The Department of the Environment has banned worm digging in Budle Bay because it is seen to be a crucial sheltering place for migratory birds. The banning order was made under section 29 of the Wildlife and Countryside Act 1981 on the grounds that the bay is a coastal habitat in Lindisfarne National Nature Reserve, with nationally and internationally important populations of birds.
Sea anglers have appealed against the ban and their case is being be heard at a public inquiry at the Guildhall, Berwick-upon- Tweed, today.
The ban appears to be the first shot in a campaign to restrict bait digging round the coast of Britain.
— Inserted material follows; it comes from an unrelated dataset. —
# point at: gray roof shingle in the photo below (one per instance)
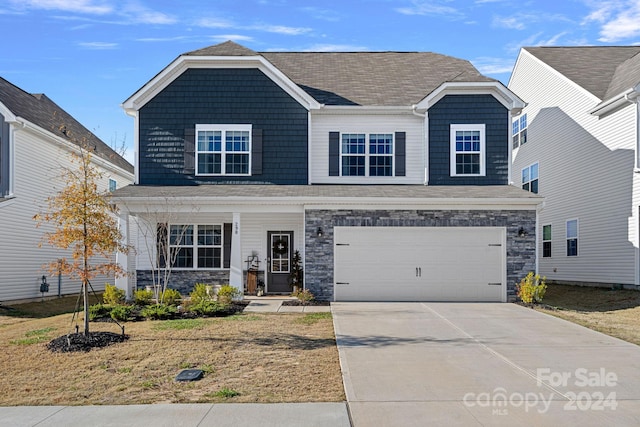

Maps have been drawn up by English Nature showing where anglers dig for worms.
The move to restrict bait digging follows a Court of Appeal decision last year that, under Magna Carta, anglers have a lawful right to dig for worms. In 1215, the barons forced King John to sign Magna Carta at Runnymede because he had been selling monopolies over common resources such as fishing. Magna Carta acknowledged that there was a right to fish, to have passage by sea and other matters. However, it was not until last year that the Court of Appeal decided that there was a right to dig for bait on the foreshore, which is ancillary to the right to fish.
The decision means that the right to dig for bait must be acknowledged in court and authorities can only enforce by-laws which forbid bait digging if they can provide an adequate argument against it.
Now local officials in the DoE are seeking to use the Wildlife and Countryside Act 1981 as a means of challenging Magna Carta 1215. The maps show the sites where anglers dig for bait. A note on the map pointing to Budle Bay says: 'Restrictions introduced on account of bird disturbance, damage to commercial mussel beds . . . and mobilisation of heavy metal content of sediment. Intense pressure: 40 diggers on a normal tide; 100 plus at weekends/spring tides.'
Dr Peter Olive, a biologist working at the Dove Marine Laboratory, Cullercoats, Tyne and Wear, found in a study made 10 years ago that, in just three weeks, 4 million worms were taken from Budle Bay by commercial diggers.
'Bait digging cannot be sustained at this level,' Dr Olive said. 'They are destroying the habitat and the food which the birds feed on. If it were possible to restrict bait digging to anglers who take the worms for their own use then it might be tolerated.'
Tony Anderson, the Northumbrian fisherman who established the right to dig for bait in court last year, said: 'Digging doesn't disturb the birds at all. They are attracted by the digging, not frightened by it.'
Mr Anderson argues that fishermen are being unfairly accused of disturbing birds while real disturbance from sportsmen, who shoot thousands of birds a year in the Lindisfarne Nature Reserve, is overlooked by the DoE.
Other sites that the DoE notes on its map are suffering 'habitat disturbance' include all the prime places for worms on the north-east coast, from Spurn Head, Yorkshire, through five sites in Northumberland to the Eden estuary, Fife, and the Ythan estuary north of Aberdeen.